When you have 'Jithan' Ramesh, Gajala and Namitha in the star cast, you can expect nothing but a potboiler like Nee venunda Chellam. However, except for Gajala and Thilakan, the actors all compete for a Most Wooden Performance award, with Ramesh clearly emerging as the winner.
In terms of plot, Kannan (Ramesh) is an expert on giving beauty tips to ladies who come to his dad's (Nizhalagal Ravi) shop. Anjali (Namitha) is the proposed bride of a dreaded don called Ashok (Vincent Asokan). His goons always follow her, beating up those who gets close. Geetha (Gajala) is the only daughter of Vishwanathan (Thilakan), an employee at the Thalisadar's office. Vishwanathan likes to put anyone who is against him in a spot by sending anonymous letters or fixing them in his own way.

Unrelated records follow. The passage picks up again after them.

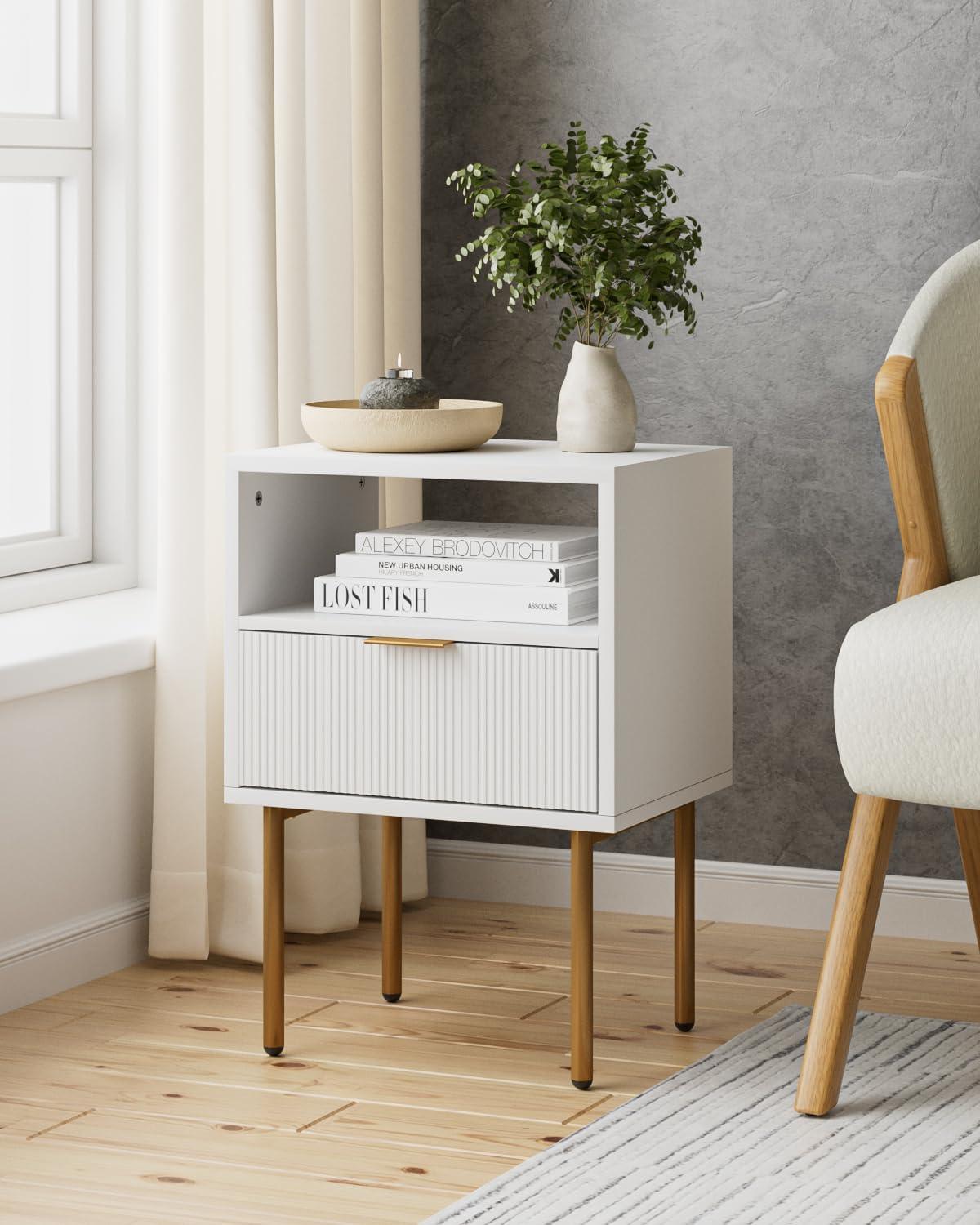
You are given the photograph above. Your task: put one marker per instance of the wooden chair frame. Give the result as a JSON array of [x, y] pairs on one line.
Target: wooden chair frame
[[274, 931], [903, 429]]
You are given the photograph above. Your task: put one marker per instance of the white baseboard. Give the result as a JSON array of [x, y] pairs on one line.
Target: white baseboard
[[756, 893], [61, 957]]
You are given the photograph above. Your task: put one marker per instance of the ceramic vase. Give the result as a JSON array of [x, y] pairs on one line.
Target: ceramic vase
[[597, 409]]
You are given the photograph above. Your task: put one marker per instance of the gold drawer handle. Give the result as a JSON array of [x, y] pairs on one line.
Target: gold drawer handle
[[409, 642]]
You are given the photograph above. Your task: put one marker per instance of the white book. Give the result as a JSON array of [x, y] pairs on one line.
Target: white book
[[467, 570], [463, 602], [492, 541]]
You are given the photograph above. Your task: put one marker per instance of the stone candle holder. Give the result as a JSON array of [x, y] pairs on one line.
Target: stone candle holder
[[399, 389]]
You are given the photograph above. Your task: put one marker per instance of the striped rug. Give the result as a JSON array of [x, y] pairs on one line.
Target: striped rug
[[720, 1144]]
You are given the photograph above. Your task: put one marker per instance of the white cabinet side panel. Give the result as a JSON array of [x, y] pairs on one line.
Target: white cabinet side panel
[[474, 723], [670, 630]]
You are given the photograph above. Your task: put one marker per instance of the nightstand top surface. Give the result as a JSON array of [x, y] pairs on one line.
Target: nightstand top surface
[[497, 460]]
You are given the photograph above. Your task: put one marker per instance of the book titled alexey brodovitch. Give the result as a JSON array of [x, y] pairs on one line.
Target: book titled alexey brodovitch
[[467, 570], [492, 541], [466, 602]]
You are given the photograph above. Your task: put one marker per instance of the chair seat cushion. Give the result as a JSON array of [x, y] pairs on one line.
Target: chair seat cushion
[[906, 698]]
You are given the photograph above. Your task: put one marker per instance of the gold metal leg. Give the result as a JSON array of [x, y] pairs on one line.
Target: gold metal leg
[[274, 921], [582, 960], [845, 957], [684, 918], [391, 908]]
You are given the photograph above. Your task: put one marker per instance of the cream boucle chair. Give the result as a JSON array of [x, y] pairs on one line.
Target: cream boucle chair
[[906, 690]]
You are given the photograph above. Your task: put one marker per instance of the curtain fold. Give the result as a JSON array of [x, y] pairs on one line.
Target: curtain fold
[[287, 206]]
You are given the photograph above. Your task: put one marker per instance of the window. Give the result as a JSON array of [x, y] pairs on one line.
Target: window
[[46, 284], [68, 429]]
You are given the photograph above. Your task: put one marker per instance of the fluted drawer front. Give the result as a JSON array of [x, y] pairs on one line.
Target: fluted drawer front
[[473, 723]]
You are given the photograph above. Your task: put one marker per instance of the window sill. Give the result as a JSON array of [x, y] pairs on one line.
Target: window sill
[[75, 642]]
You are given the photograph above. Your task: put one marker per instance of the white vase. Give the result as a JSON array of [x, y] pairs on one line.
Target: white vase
[[597, 411]]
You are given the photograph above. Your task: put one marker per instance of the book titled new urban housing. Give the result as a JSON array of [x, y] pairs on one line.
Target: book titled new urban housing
[[466, 602], [490, 541], [467, 570]]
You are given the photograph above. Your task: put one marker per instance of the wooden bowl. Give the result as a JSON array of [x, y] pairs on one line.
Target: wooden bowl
[[455, 425]]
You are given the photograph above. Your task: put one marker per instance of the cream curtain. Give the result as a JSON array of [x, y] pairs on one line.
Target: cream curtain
[[281, 173]]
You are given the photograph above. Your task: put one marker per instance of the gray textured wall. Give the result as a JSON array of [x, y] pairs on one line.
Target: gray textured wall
[[832, 157]]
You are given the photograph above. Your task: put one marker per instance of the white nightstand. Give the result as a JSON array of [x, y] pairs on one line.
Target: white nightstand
[[590, 728]]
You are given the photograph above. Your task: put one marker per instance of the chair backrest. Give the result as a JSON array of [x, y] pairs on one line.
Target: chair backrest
[[941, 332]]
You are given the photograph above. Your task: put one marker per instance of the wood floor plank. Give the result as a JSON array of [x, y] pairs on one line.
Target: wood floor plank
[[318, 1080], [313, 1153], [512, 1139], [434, 1058], [218, 1191], [664, 1046]]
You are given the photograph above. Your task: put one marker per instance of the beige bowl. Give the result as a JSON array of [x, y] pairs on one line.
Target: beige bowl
[[455, 425]]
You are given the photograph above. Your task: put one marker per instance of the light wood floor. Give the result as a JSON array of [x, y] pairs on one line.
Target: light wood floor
[[145, 1097]]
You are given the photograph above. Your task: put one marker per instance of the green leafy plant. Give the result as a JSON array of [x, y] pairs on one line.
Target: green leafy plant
[[590, 228]]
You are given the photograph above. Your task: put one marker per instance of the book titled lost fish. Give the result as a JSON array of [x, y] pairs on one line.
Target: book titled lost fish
[[462, 602], [467, 570], [492, 541]]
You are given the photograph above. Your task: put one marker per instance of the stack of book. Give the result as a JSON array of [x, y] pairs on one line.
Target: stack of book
[[467, 571]]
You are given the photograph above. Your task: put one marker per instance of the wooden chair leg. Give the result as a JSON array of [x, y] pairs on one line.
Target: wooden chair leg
[[684, 918], [582, 960], [391, 908], [274, 935], [968, 832], [845, 956]]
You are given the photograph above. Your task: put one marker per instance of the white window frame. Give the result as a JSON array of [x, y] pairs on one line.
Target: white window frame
[[95, 550]]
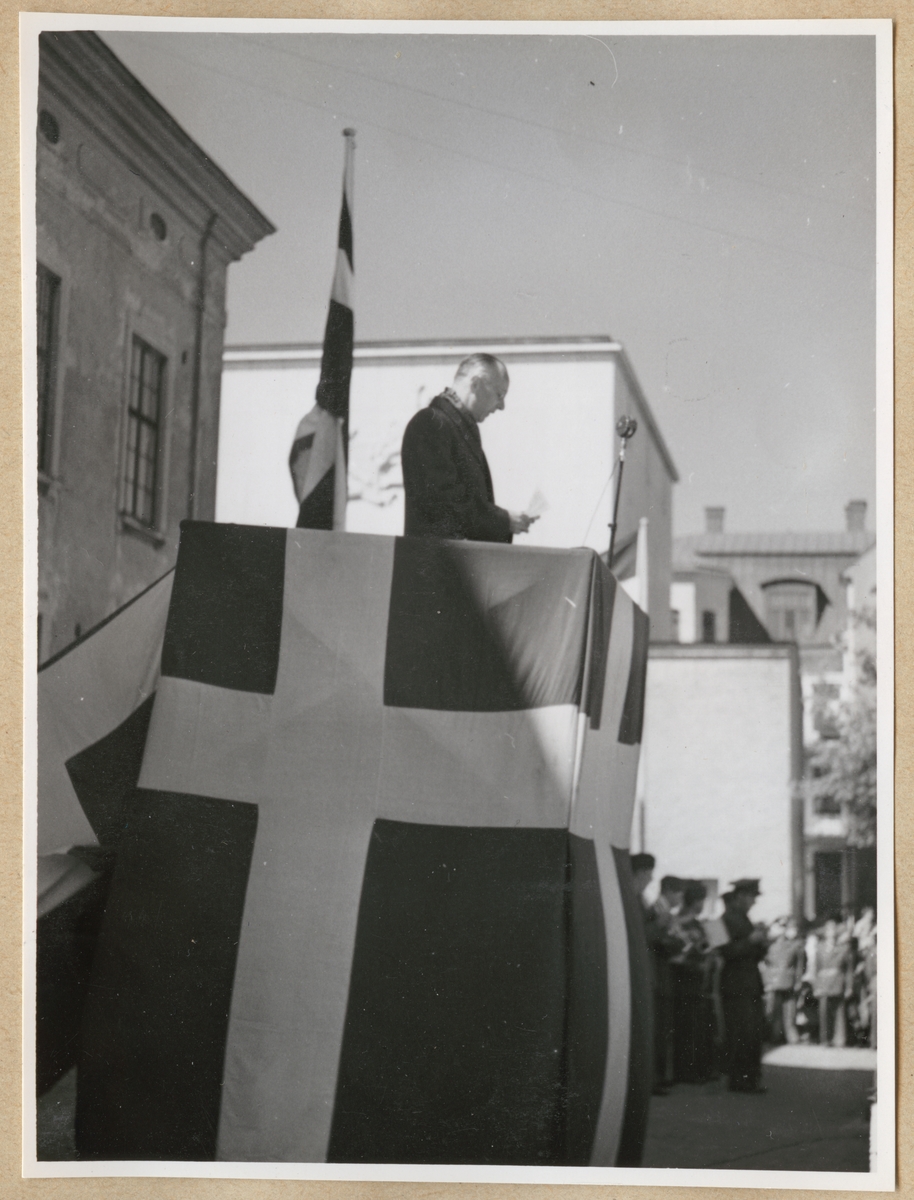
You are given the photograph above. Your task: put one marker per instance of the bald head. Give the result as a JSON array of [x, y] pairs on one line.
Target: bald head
[[481, 384]]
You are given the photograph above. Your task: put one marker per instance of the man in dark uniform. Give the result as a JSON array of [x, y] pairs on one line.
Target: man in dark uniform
[[744, 1014], [445, 475]]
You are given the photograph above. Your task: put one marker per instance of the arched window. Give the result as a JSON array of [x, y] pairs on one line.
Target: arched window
[[793, 609]]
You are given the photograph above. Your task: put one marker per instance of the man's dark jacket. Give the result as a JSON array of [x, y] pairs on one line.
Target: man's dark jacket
[[446, 478], [740, 975]]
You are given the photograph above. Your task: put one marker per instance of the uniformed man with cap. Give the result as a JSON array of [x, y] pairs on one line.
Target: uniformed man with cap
[[741, 993]]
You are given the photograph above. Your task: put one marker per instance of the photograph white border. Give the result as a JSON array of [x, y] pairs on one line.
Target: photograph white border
[[883, 1150]]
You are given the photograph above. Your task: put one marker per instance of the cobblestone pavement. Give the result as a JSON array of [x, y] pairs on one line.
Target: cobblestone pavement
[[810, 1120]]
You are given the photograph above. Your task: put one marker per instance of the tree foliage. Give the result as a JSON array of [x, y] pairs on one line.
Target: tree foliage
[[842, 768]]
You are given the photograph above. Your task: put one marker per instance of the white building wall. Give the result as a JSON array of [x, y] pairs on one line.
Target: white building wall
[[681, 600], [719, 755], [555, 437]]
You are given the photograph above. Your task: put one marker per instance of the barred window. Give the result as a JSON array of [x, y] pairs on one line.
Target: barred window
[[48, 323], [144, 414]]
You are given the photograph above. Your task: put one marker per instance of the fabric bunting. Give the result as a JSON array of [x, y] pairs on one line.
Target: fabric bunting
[[372, 899], [320, 448]]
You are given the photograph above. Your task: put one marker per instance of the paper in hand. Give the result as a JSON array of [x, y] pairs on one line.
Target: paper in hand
[[537, 504]]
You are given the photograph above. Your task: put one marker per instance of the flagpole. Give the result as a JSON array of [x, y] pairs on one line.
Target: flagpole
[[625, 427]]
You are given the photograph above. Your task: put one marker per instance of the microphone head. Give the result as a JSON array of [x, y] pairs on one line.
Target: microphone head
[[625, 427]]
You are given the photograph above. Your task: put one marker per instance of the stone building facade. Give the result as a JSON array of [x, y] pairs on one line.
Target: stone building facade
[[136, 228]]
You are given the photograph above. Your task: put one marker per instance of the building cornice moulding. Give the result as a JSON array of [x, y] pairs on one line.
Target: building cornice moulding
[[90, 81]]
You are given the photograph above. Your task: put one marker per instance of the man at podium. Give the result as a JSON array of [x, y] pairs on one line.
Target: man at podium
[[445, 474]]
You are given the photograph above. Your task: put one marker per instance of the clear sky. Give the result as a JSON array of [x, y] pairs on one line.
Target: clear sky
[[709, 202]]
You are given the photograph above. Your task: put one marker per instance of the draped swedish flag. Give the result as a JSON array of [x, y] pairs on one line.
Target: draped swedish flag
[[372, 899]]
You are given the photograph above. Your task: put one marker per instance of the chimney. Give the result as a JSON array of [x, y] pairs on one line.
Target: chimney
[[714, 520], [855, 515]]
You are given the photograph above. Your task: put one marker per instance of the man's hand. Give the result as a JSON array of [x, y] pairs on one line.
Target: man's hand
[[521, 522]]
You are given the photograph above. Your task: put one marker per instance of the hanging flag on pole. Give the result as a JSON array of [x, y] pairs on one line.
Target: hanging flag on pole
[[319, 453]]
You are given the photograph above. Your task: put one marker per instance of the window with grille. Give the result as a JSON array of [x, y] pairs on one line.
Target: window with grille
[[48, 323], [144, 414]]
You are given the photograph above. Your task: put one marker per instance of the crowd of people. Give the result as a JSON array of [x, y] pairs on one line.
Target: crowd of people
[[725, 987]]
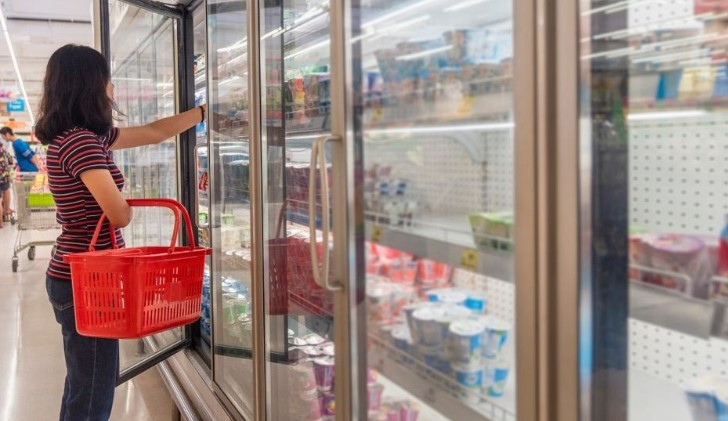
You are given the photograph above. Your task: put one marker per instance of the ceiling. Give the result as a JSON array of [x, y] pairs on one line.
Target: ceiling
[[37, 28]]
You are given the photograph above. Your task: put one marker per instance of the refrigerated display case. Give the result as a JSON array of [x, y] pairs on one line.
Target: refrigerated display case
[[653, 118], [356, 181]]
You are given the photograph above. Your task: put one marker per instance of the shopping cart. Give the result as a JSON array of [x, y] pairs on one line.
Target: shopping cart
[[34, 210]]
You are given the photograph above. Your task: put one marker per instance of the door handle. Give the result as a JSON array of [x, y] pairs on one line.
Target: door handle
[[318, 162]]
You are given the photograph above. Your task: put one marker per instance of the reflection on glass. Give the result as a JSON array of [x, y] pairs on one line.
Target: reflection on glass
[[228, 195], [654, 89], [437, 80], [295, 110], [143, 74]]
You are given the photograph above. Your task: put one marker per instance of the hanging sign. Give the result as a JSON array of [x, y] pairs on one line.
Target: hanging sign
[[16, 106]]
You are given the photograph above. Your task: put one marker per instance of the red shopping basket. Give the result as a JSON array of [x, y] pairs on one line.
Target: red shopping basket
[[138, 291]]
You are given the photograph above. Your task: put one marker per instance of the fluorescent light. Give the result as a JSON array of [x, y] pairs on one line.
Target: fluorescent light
[[307, 49], [464, 4], [487, 127], [425, 53], [239, 44], [398, 12], [4, 24], [272, 33], [665, 115]]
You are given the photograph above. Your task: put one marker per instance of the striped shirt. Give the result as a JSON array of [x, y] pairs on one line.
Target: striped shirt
[[68, 156]]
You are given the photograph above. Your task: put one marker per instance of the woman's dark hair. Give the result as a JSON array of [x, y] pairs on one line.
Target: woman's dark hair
[[74, 93]]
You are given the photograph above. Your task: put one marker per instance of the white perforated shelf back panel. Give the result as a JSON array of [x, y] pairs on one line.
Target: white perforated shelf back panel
[[674, 356], [458, 173], [678, 176], [499, 295]]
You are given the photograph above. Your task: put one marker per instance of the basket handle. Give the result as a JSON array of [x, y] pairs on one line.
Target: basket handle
[[172, 204]]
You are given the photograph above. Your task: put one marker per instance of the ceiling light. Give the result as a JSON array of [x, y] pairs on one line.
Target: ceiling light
[[14, 59], [464, 4], [425, 53], [665, 115]]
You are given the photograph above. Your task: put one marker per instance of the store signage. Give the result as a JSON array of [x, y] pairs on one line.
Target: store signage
[[16, 106], [710, 6]]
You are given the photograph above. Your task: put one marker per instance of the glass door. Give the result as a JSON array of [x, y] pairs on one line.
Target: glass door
[[144, 73], [228, 210], [296, 116], [437, 127], [653, 145]]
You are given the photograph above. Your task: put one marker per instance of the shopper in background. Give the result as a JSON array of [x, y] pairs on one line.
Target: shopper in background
[[75, 121], [6, 165], [28, 160]]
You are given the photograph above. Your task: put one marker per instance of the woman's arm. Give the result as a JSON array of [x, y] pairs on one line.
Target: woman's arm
[[156, 132], [103, 188]]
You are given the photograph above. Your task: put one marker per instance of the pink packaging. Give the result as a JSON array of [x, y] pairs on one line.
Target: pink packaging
[[328, 404], [324, 371], [312, 405], [303, 377], [402, 295]]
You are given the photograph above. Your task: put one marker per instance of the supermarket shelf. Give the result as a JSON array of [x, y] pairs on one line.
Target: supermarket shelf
[[441, 393], [670, 309], [445, 240]]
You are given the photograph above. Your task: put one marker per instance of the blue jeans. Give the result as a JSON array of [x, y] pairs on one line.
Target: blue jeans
[[92, 364]]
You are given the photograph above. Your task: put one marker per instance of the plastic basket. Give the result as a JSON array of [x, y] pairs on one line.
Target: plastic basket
[[139, 291]]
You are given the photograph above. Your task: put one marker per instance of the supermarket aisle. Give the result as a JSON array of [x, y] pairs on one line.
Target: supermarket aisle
[[31, 362]]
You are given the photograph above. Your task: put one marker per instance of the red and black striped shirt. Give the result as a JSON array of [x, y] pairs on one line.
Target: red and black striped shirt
[[69, 155]]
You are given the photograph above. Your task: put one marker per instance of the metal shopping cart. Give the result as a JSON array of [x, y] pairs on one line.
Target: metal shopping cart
[[34, 210]]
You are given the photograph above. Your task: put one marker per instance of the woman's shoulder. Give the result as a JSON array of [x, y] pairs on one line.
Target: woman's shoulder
[[72, 135]]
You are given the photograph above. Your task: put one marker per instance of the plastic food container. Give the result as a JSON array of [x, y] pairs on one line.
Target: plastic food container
[[425, 322], [466, 342]]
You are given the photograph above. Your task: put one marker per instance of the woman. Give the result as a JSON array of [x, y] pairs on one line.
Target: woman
[[6, 164], [75, 121]]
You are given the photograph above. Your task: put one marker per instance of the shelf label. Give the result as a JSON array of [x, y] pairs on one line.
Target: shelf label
[[469, 259], [376, 234]]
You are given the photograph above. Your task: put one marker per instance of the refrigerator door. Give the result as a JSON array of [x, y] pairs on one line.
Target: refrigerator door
[[436, 82], [298, 222], [145, 76], [229, 205], [654, 251]]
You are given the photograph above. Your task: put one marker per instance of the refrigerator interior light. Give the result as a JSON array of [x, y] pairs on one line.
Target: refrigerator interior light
[[486, 127], [14, 59], [665, 115], [424, 53], [465, 4], [307, 49], [398, 12]]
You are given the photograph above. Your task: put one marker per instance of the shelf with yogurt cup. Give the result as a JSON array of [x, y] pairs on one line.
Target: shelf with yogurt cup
[[670, 308], [444, 239], [456, 360]]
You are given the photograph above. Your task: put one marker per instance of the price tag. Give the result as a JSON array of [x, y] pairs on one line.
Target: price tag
[[376, 234], [469, 259]]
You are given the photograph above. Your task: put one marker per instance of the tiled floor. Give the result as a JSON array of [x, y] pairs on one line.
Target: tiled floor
[[31, 359]]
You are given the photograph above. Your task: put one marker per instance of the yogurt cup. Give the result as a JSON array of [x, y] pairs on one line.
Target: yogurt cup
[[495, 336], [374, 395], [379, 303], [466, 342], [497, 373], [453, 297], [469, 377], [401, 338], [425, 323], [323, 369], [451, 314], [476, 303]]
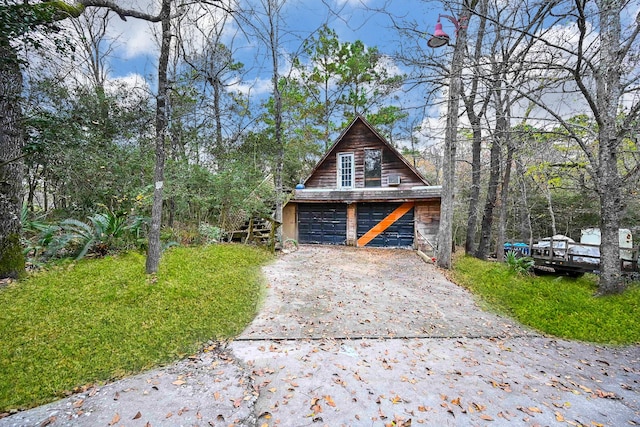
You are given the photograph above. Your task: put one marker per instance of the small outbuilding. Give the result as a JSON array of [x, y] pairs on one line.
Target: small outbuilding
[[363, 192]]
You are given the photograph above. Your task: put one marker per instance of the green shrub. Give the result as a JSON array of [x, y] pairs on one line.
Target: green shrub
[[561, 306], [519, 264]]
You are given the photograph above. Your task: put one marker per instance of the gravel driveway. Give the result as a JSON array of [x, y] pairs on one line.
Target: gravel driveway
[[364, 337]]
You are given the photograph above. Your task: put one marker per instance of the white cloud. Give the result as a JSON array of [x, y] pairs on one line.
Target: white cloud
[[352, 3], [136, 37], [257, 87]]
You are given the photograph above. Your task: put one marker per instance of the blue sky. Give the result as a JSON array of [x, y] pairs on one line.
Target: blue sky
[[135, 57], [351, 19]]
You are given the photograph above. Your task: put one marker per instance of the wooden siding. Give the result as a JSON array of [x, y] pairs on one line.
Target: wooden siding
[[389, 194], [356, 140], [289, 222], [427, 218], [352, 223]]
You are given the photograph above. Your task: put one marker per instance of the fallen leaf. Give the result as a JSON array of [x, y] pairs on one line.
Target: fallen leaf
[[115, 419], [330, 401], [52, 419]]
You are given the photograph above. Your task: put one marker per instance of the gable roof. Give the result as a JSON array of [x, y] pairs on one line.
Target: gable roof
[[361, 119]]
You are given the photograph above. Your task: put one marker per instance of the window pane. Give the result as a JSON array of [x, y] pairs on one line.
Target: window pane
[[372, 168], [346, 170]]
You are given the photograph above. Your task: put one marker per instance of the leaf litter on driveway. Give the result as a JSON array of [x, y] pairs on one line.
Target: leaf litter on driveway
[[364, 337]]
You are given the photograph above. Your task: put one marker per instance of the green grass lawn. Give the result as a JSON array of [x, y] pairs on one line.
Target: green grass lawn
[[99, 320], [558, 306]]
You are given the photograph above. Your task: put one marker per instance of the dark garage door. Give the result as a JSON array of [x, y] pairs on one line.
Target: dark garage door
[[399, 234], [322, 223]]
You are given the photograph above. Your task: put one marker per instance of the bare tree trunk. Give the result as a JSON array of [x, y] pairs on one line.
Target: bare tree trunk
[[608, 91], [504, 199], [445, 232], [474, 119], [154, 250], [474, 197], [526, 232], [11, 164], [273, 7], [490, 202]]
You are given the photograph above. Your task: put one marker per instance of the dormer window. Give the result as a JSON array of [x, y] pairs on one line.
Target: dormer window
[[372, 168], [345, 170]]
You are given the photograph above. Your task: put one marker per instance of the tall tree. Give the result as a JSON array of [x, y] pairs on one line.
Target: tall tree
[[602, 61], [154, 248], [20, 20], [445, 232]]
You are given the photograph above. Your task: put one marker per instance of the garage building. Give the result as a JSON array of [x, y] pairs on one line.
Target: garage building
[[363, 192]]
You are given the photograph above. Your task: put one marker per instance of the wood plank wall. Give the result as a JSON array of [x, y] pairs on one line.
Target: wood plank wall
[[356, 141], [427, 218]]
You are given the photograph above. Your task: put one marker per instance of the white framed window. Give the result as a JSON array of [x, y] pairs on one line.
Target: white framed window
[[345, 170]]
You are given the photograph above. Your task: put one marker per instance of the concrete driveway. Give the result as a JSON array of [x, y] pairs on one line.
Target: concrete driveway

Geetha's main pastime is having a monologue with the idol of Lord Krishna. Now, Kannan (another name for Lord Krishna) visits his friend's house and sees Geetha having her talk with 'Kanna'. He hears her ask for favours from the Lord and does them for her himself, without revealing his identity. And yes, he falls for her. With the help of a fake godman called Renigunta Reddy (Vivek), he sends her love letters. This reaches Vishwanathan, who redirects them to Ashok.
Ashok's men have a clash with Kannan, who bashes the hoodlums. He comes into contact with Anjali, who falls in love with him. Vishwanathan's plan boomerangs and he vacates his house. Kannan and Geetha meet at a temple, where the latter confesses her love for him. Vishwanathan hatches yet another plot and plans to make Ashok go against Kannan but, this time too, it boomerangs.
The story continues, one twist folowing another.
With an idiotic smile, deadpan look and depressing dialogue delivery, Ramesh is hardly the right choice for a romantic hero. With many fights involving him flying through the air to beat up baddies, the scenario gets worse. Namitha, who has specialized in wearing dresses that are much shorter than her normal size, simply pouts and rolls her eyes. When she finally slits her own throat, you feel a sense of relief.
The only saving grace is Gajala, who gives a good performance and fits the bill as an innocent girl. Thilakan's character has depth, and the veteran actor essays the part well.
Dhina's music is loud, except for the song Ethanay Janmam (Harish Raghavendar-Sadhana Sargam with lyrics by Pa Vijay). Bharani Sri's cinematography works whenever Namitha comes on screen. Vivek's comedy mars the pace, while Vincent Asokan hams his way through. L Venkatesan, the director, realizes towards the end that he has not done justice to the title, and promptly has Namitha die mouthing Nee Venunda Chellam.
You can easily give this one a miss.